I'm guilty. Stick a fork in me because I'm cooked. At least that's what my Hotmail e-mail account would have me believe.
I sent myself an e-mail the other day by entering my personal address in both the "to" and "from" fields of the message. To my disbelief, when I received the message seconds later, it appeared in my Junk Mail folder. If you didn't know, the Junk Mail folder is the place where unwanted e-mail is supposed to end up with Microsoft's free e-mail service.
Now maybe Hotmail knows something I don't. Maybe the content of my mail does lack the certain joie de vivre that people expect when they look to their inbox. But to call my message "junk" seemed a bit judgmental, that's all.
More unbelievable is that my "legitimate" inbox remains littered with messages about home mortgage offers, quick diets, and cheap deals on printer cartridges.
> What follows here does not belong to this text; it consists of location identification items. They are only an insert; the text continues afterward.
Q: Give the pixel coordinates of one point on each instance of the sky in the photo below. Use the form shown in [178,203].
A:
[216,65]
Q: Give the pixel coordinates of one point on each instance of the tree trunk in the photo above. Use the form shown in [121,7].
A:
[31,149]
Just this week a dental insurance company was soliciting a new teeth whitening treatment; guaranteed success, it said. Maybe I ought to reassess my standards on junk.
Misdirected Mail
Microsoft has acknowledged that misdirected mail could be a problem for its 110 million or so Hotmail subscribers. It warns users on the mail Web site to "check your Junk Mail folder regularly to make sure wanted e-mail has not been moved there."
As it turns out, if you have your Junk Mail filter set at Enhanced and Exclusive levels (as opposed to the more lenient Default setting) "wanted messages are occasionally identified as junk mail," a disclaimer reads.
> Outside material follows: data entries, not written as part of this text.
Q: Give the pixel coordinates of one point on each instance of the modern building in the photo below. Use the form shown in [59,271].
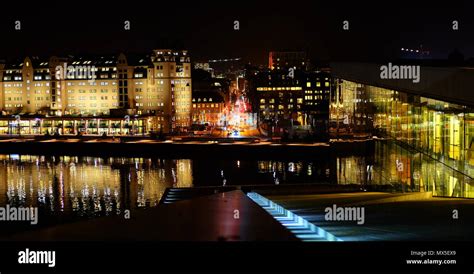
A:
[299,101]
[433,118]
[153,90]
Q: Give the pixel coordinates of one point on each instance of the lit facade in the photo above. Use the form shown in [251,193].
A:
[437,136]
[208,108]
[302,99]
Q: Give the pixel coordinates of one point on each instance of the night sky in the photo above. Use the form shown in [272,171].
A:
[377,30]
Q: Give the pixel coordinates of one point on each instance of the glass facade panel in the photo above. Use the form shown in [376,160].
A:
[438,135]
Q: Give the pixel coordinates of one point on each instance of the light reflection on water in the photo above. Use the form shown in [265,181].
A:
[90,186]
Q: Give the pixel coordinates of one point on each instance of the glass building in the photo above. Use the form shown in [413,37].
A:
[424,144]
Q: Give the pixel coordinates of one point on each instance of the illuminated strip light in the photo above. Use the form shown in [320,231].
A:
[299,226]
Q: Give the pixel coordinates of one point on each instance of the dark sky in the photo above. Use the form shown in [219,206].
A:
[377,28]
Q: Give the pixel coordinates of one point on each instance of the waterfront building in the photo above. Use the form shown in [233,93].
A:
[433,119]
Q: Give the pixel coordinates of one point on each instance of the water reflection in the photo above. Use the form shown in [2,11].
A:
[90,186]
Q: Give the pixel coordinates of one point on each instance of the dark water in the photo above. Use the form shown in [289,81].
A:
[91,186]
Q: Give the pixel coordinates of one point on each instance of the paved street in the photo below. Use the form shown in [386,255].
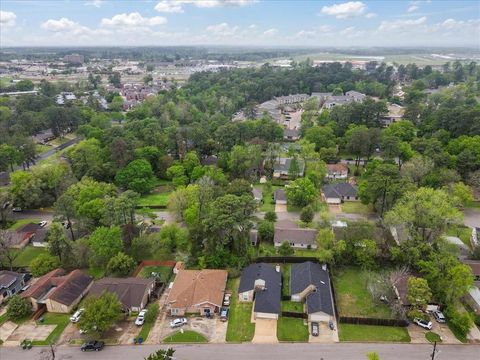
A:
[340,351]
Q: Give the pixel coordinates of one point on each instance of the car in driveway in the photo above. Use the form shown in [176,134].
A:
[93,345]
[423,323]
[139,321]
[178,322]
[438,315]
[75,317]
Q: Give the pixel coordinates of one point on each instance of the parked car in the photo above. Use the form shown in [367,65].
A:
[423,323]
[438,315]
[178,322]
[140,318]
[226,300]
[75,317]
[93,345]
[224,314]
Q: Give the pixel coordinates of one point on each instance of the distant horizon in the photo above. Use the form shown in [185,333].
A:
[260,23]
Help is on the way, the folks in Redmond, Washington, tell me. In September, Microsoft forged a deal with Brightmail to use its spam-filter technology to help keep unwanted e-mail out of users' inboxes. Similar services are used by Internet service providers such as Yahoo, EarthLink, and America Online.
MSN 8
Microsoft also says that its new Web browsing software MSN 8 will solve the spam problem better than any of its previous products. A new Web-based mail application that comes with MSN 8, and resembles Microsoft's Outlook Express software, promises advanced antispam controls for users. If you're a die-hard antispammer, for example, you can chose to only receive mail from those on your contact list.
The only problem with MSN 8 is that I'll have to spend $9.95 a month for a subscription to the service. I guess it pays to be spam free. Or rather, I pay to be spam free.
At least the industry admits that spam is a problem. The U.S. Federal Trade Commission, whose job is to protect citizens from unwanted things, like credit card solicitors who call during dinner, and spam, is trying its best to help out. The organization created a new cartoon icon to combat unwanted mail. Much like Smokey the Bear, a character who is known to promote fire prevention, Dewie the e-Turtle uses his hard shell to drum spam enforcement into our hard heads. I feel safer every day.
The bottom line is that spam is a problem, even if that problem is as small as me being labeled a junk mail sender. In the workplace, for example, research company Gartner estimates that roughly 25 percent to 35 percent of a company's total mail volume consists of spam.
Compared to my personal e-mail, I'd say they're getting off easy.